Osmanlı’da emekli maaşı, sadece yüksek bürokratik görevliler için değil, ulema sınıfı için de verilirdi. Örneğin, 16. yüzyılda şeyhülislamlar emekli olduklarında günlük 200 akçe maaş alırlardı. Diğer bürokratik görevliler için de maaşlar, devletin düzenlemeleri ile belirlenir ve zamanla güncellenirdi.
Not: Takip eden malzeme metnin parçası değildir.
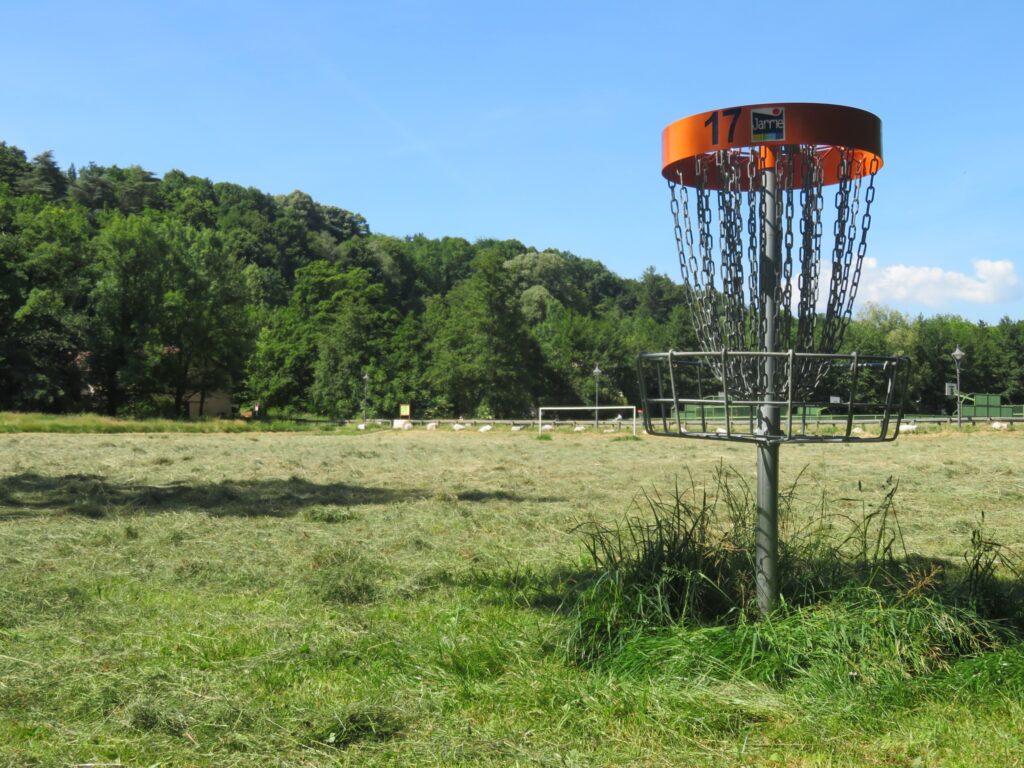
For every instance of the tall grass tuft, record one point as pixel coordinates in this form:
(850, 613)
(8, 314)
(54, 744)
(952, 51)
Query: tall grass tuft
(686, 561)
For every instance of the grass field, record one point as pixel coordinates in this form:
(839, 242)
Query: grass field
(404, 598)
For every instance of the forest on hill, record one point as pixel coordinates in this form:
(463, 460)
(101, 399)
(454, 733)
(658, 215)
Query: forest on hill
(125, 293)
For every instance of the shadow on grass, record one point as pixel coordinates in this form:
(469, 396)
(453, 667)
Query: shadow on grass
(92, 496)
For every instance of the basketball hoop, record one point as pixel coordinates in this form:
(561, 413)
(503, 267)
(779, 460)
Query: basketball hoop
(768, 320)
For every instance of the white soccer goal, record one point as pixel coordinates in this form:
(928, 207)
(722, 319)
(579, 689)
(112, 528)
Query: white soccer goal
(621, 409)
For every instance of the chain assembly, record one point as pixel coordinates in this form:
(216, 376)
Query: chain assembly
(724, 264)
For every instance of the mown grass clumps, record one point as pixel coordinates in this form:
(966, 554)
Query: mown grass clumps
(345, 574)
(672, 592)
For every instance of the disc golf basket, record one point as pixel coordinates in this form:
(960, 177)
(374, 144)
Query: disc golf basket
(749, 198)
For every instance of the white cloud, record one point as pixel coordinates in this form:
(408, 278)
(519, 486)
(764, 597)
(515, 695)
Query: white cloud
(991, 283)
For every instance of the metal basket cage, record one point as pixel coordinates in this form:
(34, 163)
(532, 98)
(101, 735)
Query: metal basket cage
(855, 398)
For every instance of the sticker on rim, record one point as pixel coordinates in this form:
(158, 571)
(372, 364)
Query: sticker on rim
(768, 124)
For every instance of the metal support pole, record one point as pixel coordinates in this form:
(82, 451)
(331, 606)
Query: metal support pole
(960, 399)
(957, 355)
(766, 534)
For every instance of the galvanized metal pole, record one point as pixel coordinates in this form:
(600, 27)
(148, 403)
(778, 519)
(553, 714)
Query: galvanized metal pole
(766, 534)
(960, 400)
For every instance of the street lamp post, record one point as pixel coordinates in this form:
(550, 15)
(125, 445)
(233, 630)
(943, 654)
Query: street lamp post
(957, 355)
(366, 394)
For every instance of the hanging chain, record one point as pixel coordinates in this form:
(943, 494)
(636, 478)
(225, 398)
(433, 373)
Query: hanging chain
(786, 336)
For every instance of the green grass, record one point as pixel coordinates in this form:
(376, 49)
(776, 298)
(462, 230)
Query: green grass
(11, 422)
(408, 598)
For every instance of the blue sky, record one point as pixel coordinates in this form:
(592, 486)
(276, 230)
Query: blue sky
(542, 121)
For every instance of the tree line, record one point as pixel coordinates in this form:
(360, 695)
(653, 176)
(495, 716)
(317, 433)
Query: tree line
(125, 293)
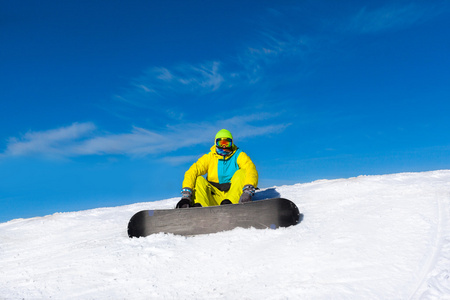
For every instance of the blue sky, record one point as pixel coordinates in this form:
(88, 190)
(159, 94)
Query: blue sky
(106, 103)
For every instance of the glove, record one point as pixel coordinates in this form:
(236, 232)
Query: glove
(186, 198)
(247, 193)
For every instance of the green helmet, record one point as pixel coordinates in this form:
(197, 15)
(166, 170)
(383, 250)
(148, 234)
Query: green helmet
(223, 133)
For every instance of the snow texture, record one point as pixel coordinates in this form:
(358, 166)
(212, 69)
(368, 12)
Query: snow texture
(371, 237)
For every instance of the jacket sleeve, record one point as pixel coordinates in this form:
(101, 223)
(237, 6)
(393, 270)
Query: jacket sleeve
(251, 175)
(199, 168)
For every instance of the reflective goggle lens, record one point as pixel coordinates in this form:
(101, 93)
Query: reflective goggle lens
(224, 143)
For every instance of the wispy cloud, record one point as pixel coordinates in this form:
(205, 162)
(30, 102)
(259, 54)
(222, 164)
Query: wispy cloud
(392, 17)
(82, 139)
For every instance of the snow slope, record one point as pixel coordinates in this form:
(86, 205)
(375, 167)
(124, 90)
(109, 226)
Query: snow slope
(372, 237)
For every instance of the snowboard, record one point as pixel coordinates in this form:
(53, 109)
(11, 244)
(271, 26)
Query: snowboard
(261, 214)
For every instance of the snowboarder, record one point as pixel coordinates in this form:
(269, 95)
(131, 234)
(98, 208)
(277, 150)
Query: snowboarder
(231, 176)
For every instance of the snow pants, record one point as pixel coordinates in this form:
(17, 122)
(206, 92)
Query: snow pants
(208, 195)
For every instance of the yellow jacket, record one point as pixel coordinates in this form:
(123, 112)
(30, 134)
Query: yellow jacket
(221, 169)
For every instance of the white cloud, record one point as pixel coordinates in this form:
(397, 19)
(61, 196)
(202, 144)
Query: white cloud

Askerler, özellikle kapıkulu askerleri olan yeniçeriler, savaş dışı kalan veya yaşlanan askerlere maaş bağlanıyordu. Başlangıçta maaşlar düşükken, zamanla daha düzenli bir sistem oluşturulmuştu. Yeniçeriler, İstanbul dışında yaşıyorlarsa yerel gelirlerden maaşlarını alırlardı.
Tanzimat dönemiyle birlikte, emeklilik sistemi daha düzenli hale geldi. 19. yüzyılda çıkarılan kanunlarla askeri ve sivil memurlar için emeklilik yasaları getirildi. 1859’da Askeri Tekaüt Kanunu çıkarıldı ve 1866’da askerlerin emeklilik durumu düzenlendi. 1875’te işçiler için de emeklilik düzenlemeleri yapıldı, 1881’de ise sivil memurlar için bir emeklilik sandığı kuruldu. Bu dönemde, emekli maaşlarının yanı sıra dul ve yetimlerin de devletten destek alması sağlanmıştır.
Özetle, Osmanlı İmparatorluğu, modern sosyal güvenlik sistemine geçişte önemli adımlar atmış ve emeklilik düzenlemeleriyle Avrupa’dan çok önce bir sosyal güvenlik altyapısı oluşturmuştur.